Questa ricorrenza è l'occasione giusta per ricordare che la lotta contro la segregazione razziale non è stata combattuta soltanto con le armi della politica e della diplomazia, ma anche con la musica. In particolare con il jazz, dato che l'apartheid era nato per impedire quel dialogo culturale fra bianchi e neri che ha trovato in questa musica una delle espressioni più alte. Del resto il jazz, nato dalla volontà di riscatto della comunità afroamericana, non poteva restare muto davanti al regime razzista di Pretoria. Se lo avesse fatto avrebbe negato le proprie origini: come un organismo che avvertiva il ritorno di un pericolo già noto, la musica afroamericana doveva lottare contro l'apartheid.
A questa lotta parteciparono musicisti bianchi e neri, sudafricani ed europei, che proprio suonando insieme intendevano rappresentare una sfida permanente al regime che vietava lo scambio culturale fra gli artisti di colore e quelli di origine europea.

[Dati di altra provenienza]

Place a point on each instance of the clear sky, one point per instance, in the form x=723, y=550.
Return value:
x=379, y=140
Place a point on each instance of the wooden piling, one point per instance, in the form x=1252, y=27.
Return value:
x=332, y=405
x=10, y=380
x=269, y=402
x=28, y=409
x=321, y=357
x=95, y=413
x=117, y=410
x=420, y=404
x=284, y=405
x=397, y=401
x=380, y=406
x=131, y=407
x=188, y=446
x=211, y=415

Uno dei casi più interessanti è quello di Chris MacGregor, pianista e direttore d'orchestra bianco, che nel
1964 lasciò il Sudafrica
perché non poteva più tollerare l'apartheid. Si stabilì a Londra, dove iniziò una fruttuosa collaborazione con i jazzisti inglesi e con altri esuli sudafricani: artisti di valore come
Elton Dean, Marc Charig e Dudu Pukwana, animatori di una stagione musicale entusiasmante. L'orchestra originaria di MacGregor si chiamava Blue Notes, ma dopo l'arrivo in Gran Bretagna venne ribattezzata
Brotherhood of Breath. Questo nome ("confraternita del respiro") sintetizzava in maniera perfetta la volontà di suonare insieme, bianchi e neri, con il massimo dell'energia vitale.
Un ottimo esempio della sua musica ci viene fornito da questo disco doppio, registrato in tre concerti europei che ebbero luogo fra il
1971 e il 1975. In questo magma pulsante confluiscono i ritmi
xhosa, le tipiche sonorità della big band e quelle dell'improvvisazione britannica. Merita un plauso sincero l'etichetta
Cuneiform, che da vari anni sta ristampando materiale prezioso ormai introvabile.